On November 1, Super Typhoon Goni struck the Philippines with winds up to 195 mph-the strongest since Typhoon Haiyan in 2013-leaving 151 cities and towns without electricity and displacing hundreds of thousands of people. Current reports place the death toll at 20 people; with many affected communities still out of reach, damage could take days to assess. In response, International Medical Corps is launching efforts to address relief and recovery needs.
Typhoon Goni made landfall in Catanduanes, Albay and Quezon resulting in 20 deaths, 165 injured and three missing so far. In Catanduanes, the hardest-hit province, volcanic mudflows, flooding and winds damaged nearly 80% of homes. More than 400,000 people were initially displaced, with 361,000 people sheltering in just 2,287 crowded evacuation centers-exponentially increasing the potential for the further spread of COVID-19 due to overcrowding and limited sanitation and hygiene measures.

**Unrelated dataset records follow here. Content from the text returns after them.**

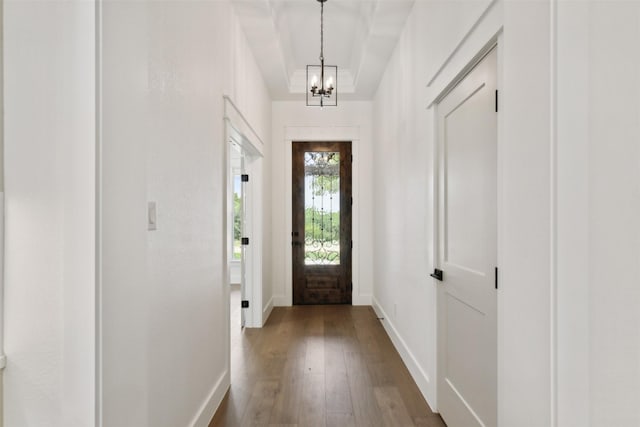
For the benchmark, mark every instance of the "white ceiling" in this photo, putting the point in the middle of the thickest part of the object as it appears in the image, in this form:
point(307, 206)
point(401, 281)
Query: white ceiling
point(359, 37)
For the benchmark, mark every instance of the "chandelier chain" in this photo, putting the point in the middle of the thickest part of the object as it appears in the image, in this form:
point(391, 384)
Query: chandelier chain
point(321, 31)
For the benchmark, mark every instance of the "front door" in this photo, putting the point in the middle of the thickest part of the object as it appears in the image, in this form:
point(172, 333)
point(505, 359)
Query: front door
point(467, 326)
point(321, 235)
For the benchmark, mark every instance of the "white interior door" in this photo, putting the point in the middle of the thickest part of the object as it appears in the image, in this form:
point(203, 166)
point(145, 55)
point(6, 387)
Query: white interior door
point(467, 327)
point(245, 232)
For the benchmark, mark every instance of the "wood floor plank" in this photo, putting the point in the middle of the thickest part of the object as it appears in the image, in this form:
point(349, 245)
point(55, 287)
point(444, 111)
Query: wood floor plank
point(320, 366)
point(261, 404)
point(432, 421)
point(340, 419)
point(287, 404)
point(393, 410)
point(312, 408)
point(365, 407)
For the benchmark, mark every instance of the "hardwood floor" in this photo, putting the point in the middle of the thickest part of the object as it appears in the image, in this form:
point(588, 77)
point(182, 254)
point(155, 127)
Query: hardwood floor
point(331, 365)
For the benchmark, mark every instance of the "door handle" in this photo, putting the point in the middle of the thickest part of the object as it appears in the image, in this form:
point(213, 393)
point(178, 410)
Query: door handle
point(437, 274)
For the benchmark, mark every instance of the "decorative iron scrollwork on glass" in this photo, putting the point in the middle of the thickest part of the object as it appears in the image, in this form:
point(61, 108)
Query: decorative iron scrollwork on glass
point(322, 208)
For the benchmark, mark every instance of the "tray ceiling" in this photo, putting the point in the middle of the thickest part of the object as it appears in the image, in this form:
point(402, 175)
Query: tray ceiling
point(360, 36)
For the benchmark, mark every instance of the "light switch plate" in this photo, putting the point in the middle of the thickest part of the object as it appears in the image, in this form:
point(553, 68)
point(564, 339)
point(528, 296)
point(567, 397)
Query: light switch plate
point(151, 217)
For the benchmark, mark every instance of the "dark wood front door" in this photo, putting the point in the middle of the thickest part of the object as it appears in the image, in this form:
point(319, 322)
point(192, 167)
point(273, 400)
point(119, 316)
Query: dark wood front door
point(321, 236)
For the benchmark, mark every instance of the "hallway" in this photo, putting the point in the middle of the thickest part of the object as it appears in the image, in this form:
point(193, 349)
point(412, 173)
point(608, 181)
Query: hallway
point(319, 365)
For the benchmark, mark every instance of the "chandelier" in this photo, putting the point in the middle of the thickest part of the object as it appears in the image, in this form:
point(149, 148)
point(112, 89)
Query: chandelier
point(322, 90)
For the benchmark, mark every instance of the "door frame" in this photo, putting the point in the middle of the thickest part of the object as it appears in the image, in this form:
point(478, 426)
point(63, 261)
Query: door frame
point(344, 149)
point(322, 134)
point(495, 42)
point(240, 132)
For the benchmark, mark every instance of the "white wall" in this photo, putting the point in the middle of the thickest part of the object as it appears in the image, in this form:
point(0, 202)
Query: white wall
point(598, 209)
point(166, 67)
point(347, 121)
point(440, 39)
point(569, 328)
point(49, 62)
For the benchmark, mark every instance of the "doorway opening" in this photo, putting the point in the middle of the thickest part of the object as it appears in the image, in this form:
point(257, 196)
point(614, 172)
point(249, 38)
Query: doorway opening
point(237, 265)
point(322, 222)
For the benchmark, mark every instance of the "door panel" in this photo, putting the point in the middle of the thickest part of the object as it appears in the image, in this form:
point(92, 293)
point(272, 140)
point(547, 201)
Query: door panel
point(467, 327)
point(321, 236)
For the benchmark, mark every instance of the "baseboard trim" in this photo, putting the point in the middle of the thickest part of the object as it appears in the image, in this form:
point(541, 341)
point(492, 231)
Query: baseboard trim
point(266, 311)
point(361, 299)
point(280, 301)
point(419, 375)
point(209, 407)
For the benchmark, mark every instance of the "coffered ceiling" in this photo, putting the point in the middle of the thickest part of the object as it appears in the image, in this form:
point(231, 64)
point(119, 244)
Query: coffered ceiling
point(359, 37)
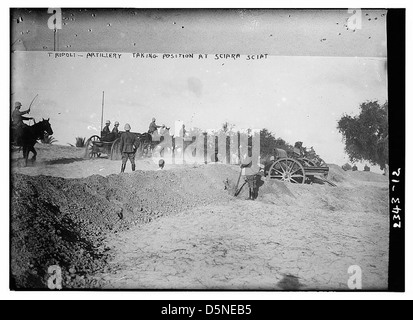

On November 4, the Philippine government requested assistance from humanitarian agencies to respond to destruction caused by the typhoon. International Medical Corps is launching efforts to address relief and recovery needs. Based on most urgent needs, we will address water, sanitation and hygiene needs, provide infection prevention and control materials to prevent the spread of disease, and provide health-related services to people affected by this devastating storm.
International Medical Corps was on the ground within 24 hours of 2013's Typhoon Haiyan, and continues to work in the country today, providing emergency relief disease prevention. Our teams have responded to Typhoons Haiyan, Koppu, Mangkhut, and Kammari. Overall, International Medical Corps' approach focuses on immediate care and a sustained impact through training and building back better. We will coordinate closely with governmental agencies and other partners to ensure sustainability.